There were also some bright spots. Nintendo raised its software sales forecast by 10% through March to 220 million units.

That side of the business has proven to be “solid” and drives most of Nintendo’s earnings, even allowing it to slightly increase its overall financial forecast for the year, Ito noted.

console wars

Analysts have warned that the sale of Activision Blizzard to Microsoft could pose a serious threat to Sony, which has competed with Xbox for decades.

With Activision Blizzard, Microsoft would add popular series like “Call of Duty” and “World of Warcraft” to its library – as well as the nearly 400 million monthly active players that accompany them.

However, this week, Sony made its own news by announcing the acquisition of Bungie, a developer known for its creation of titles like “Halo” and “Destiny”.

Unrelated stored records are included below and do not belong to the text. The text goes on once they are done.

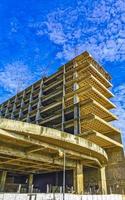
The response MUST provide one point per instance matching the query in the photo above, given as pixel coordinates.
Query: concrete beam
(3, 180)
(103, 180)
(9, 151)
(78, 178)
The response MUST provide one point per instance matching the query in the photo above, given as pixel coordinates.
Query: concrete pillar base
(78, 178)
(103, 180)
(3, 180)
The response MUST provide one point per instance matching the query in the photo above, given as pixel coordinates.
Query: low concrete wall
(16, 196)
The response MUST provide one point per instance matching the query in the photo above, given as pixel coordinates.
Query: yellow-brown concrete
(78, 178)
(26, 142)
(75, 100)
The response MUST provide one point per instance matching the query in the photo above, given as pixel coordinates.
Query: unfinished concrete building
(67, 114)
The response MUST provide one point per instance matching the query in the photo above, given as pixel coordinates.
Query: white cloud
(15, 76)
(119, 100)
(101, 32)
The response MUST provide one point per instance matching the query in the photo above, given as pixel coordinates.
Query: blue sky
(36, 37)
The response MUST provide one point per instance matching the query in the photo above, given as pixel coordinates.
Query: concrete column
(3, 180)
(78, 178)
(30, 183)
(103, 180)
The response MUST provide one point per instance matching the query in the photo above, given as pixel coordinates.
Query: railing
(53, 196)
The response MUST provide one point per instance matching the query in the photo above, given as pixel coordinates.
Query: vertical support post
(78, 178)
(77, 127)
(64, 174)
(103, 180)
(29, 107)
(63, 99)
(3, 180)
(38, 116)
(30, 183)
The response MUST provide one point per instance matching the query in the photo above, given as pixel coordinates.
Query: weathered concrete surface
(10, 196)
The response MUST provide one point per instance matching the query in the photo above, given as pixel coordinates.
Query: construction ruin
(63, 115)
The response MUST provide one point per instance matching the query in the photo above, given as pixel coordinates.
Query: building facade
(75, 100)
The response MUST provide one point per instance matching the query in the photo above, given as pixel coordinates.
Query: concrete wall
(59, 197)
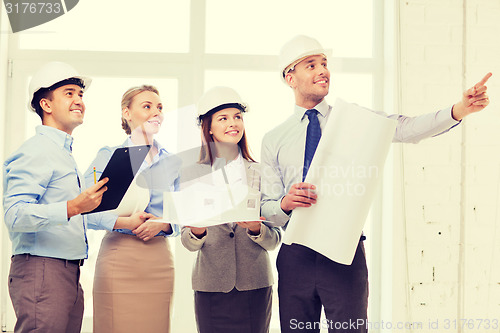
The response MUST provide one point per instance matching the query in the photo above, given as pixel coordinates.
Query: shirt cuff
(58, 213)
(259, 236)
(195, 238)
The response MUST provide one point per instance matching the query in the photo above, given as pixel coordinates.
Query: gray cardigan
(231, 258)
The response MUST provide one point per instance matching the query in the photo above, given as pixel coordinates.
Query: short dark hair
(47, 93)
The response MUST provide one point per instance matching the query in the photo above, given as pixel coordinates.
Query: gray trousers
(46, 294)
(308, 280)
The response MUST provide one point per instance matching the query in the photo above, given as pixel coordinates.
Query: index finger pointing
(483, 80)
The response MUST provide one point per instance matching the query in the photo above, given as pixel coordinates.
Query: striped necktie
(312, 139)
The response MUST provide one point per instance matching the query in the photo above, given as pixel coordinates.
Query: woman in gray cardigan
(232, 277)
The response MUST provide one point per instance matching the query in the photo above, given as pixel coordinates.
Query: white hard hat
(52, 73)
(297, 49)
(217, 97)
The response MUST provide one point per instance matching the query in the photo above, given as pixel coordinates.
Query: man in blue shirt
(44, 196)
(308, 280)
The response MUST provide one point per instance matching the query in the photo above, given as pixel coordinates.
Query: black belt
(78, 262)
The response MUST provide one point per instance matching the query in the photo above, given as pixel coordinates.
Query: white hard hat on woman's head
(52, 73)
(295, 50)
(219, 98)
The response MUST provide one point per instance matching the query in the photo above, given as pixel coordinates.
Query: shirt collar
(323, 109)
(62, 139)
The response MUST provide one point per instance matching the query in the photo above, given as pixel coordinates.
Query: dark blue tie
(312, 139)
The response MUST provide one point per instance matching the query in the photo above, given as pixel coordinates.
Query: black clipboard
(121, 170)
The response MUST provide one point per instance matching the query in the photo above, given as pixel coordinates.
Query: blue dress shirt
(283, 150)
(38, 180)
(162, 175)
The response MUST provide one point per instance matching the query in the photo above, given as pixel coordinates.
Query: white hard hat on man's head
(52, 73)
(219, 98)
(295, 50)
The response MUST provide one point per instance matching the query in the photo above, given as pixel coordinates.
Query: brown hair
(206, 153)
(128, 97)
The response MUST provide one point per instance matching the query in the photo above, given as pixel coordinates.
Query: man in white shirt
(307, 279)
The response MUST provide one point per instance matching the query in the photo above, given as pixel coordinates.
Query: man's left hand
(473, 100)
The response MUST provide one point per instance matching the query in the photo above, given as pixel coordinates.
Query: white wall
(446, 269)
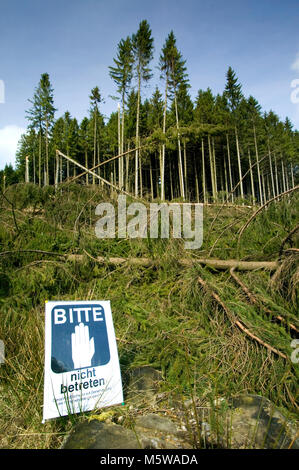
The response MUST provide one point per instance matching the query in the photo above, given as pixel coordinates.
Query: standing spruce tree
(34, 116)
(177, 78)
(165, 69)
(142, 43)
(121, 74)
(95, 99)
(41, 116)
(234, 96)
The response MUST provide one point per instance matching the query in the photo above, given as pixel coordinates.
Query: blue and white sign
(81, 360)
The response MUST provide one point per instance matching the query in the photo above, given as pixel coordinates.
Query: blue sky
(75, 42)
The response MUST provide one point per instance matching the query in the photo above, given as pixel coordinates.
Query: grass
(162, 317)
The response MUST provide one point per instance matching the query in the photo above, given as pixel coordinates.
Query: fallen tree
(147, 262)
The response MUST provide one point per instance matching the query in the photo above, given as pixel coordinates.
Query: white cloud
(9, 138)
(295, 64)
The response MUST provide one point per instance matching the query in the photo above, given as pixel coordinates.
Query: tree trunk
(185, 170)
(239, 163)
(204, 188)
(137, 136)
(229, 169)
(162, 157)
(181, 176)
(251, 178)
(258, 167)
(212, 169)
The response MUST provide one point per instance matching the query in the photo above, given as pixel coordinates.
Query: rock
(252, 421)
(97, 435)
(258, 423)
(143, 385)
(159, 432)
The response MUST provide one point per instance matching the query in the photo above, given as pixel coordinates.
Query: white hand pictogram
(82, 347)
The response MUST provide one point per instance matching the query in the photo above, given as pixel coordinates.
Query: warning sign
(81, 360)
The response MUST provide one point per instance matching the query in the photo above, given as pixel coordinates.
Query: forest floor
(180, 319)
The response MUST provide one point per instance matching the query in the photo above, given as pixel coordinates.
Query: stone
(253, 421)
(142, 385)
(97, 435)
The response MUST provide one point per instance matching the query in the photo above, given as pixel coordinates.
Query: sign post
(82, 369)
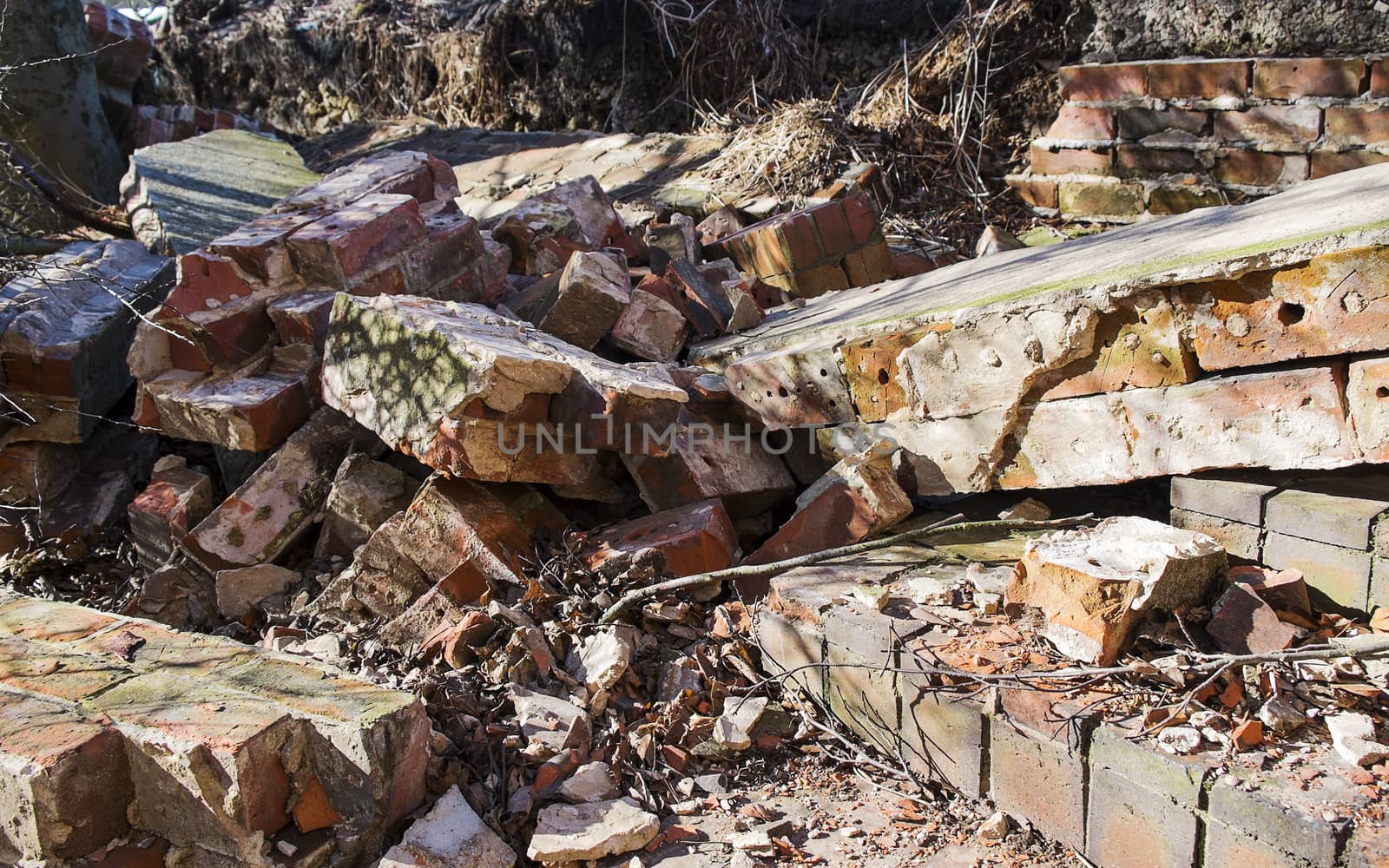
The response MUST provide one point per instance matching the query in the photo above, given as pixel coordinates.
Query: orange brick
(1296, 76)
(1097, 82)
(1198, 78)
(1337, 303)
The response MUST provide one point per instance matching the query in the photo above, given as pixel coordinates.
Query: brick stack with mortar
(1330, 527)
(1170, 136)
(849, 635)
(129, 743)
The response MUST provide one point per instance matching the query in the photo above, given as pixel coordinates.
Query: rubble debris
(141, 763)
(365, 495)
(1353, 736)
(485, 409)
(451, 835)
(571, 832)
(1096, 585)
(685, 541)
(240, 590)
(1243, 622)
(184, 194)
(63, 333)
(175, 500)
(281, 500)
(807, 253)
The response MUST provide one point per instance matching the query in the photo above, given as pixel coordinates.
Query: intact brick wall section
(1053, 760)
(1170, 136)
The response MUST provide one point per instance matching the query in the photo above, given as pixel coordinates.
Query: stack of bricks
(160, 124)
(233, 358)
(1170, 136)
(821, 249)
(1331, 528)
(1070, 767)
(127, 743)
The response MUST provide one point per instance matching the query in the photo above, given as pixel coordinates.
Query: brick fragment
(696, 538)
(342, 247)
(1103, 82)
(1101, 199)
(175, 500)
(1198, 78)
(1071, 160)
(1291, 78)
(594, 293)
(1081, 122)
(1333, 305)
(1259, 168)
(858, 497)
(1277, 125)
(1242, 622)
(1095, 625)
(281, 500)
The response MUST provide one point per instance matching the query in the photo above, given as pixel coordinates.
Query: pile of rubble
(627, 502)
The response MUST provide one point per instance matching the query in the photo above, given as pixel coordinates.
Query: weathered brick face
(1196, 134)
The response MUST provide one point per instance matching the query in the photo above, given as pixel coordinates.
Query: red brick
(206, 282)
(302, 317)
(870, 266)
(1259, 168)
(1295, 76)
(820, 279)
(1096, 82)
(800, 242)
(833, 228)
(221, 338)
(337, 249)
(1180, 199)
(1198, 78)
(1071, 161)
(1081, 122)
(1358, 125)
(69, 773)
(451, 247)
(1379, 78)
(1288, 125)
(1328, 163)
(1136, 161)
(691, 539)
(259, 247)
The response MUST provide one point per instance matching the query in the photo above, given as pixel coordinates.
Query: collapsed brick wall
(1170, 136)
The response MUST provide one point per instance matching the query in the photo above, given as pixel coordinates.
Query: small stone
(602, 660)
(754, 842)
(1028, 510)
(1353, 735)
(592, 782)
(240, 590)
(571, 832)
(451, 835)
(734, 729)
(1180, 740)
(1281, 715)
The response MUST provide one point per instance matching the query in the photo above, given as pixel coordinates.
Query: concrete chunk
(1096, 585)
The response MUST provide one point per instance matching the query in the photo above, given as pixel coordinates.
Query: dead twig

The deal would help Sony bolster its intellectual property and make its “gaming business more competitive,” analysts at Nomura wrote in a note Tuesday.

In the meantime, Nintendo is expected to be more shielded from competition concerns related to Activision Blizzard because “people who want to play Nintendo games buy Nintendo hardware,” Ito added.

“So Nintendo can still differentiate its platform from others.”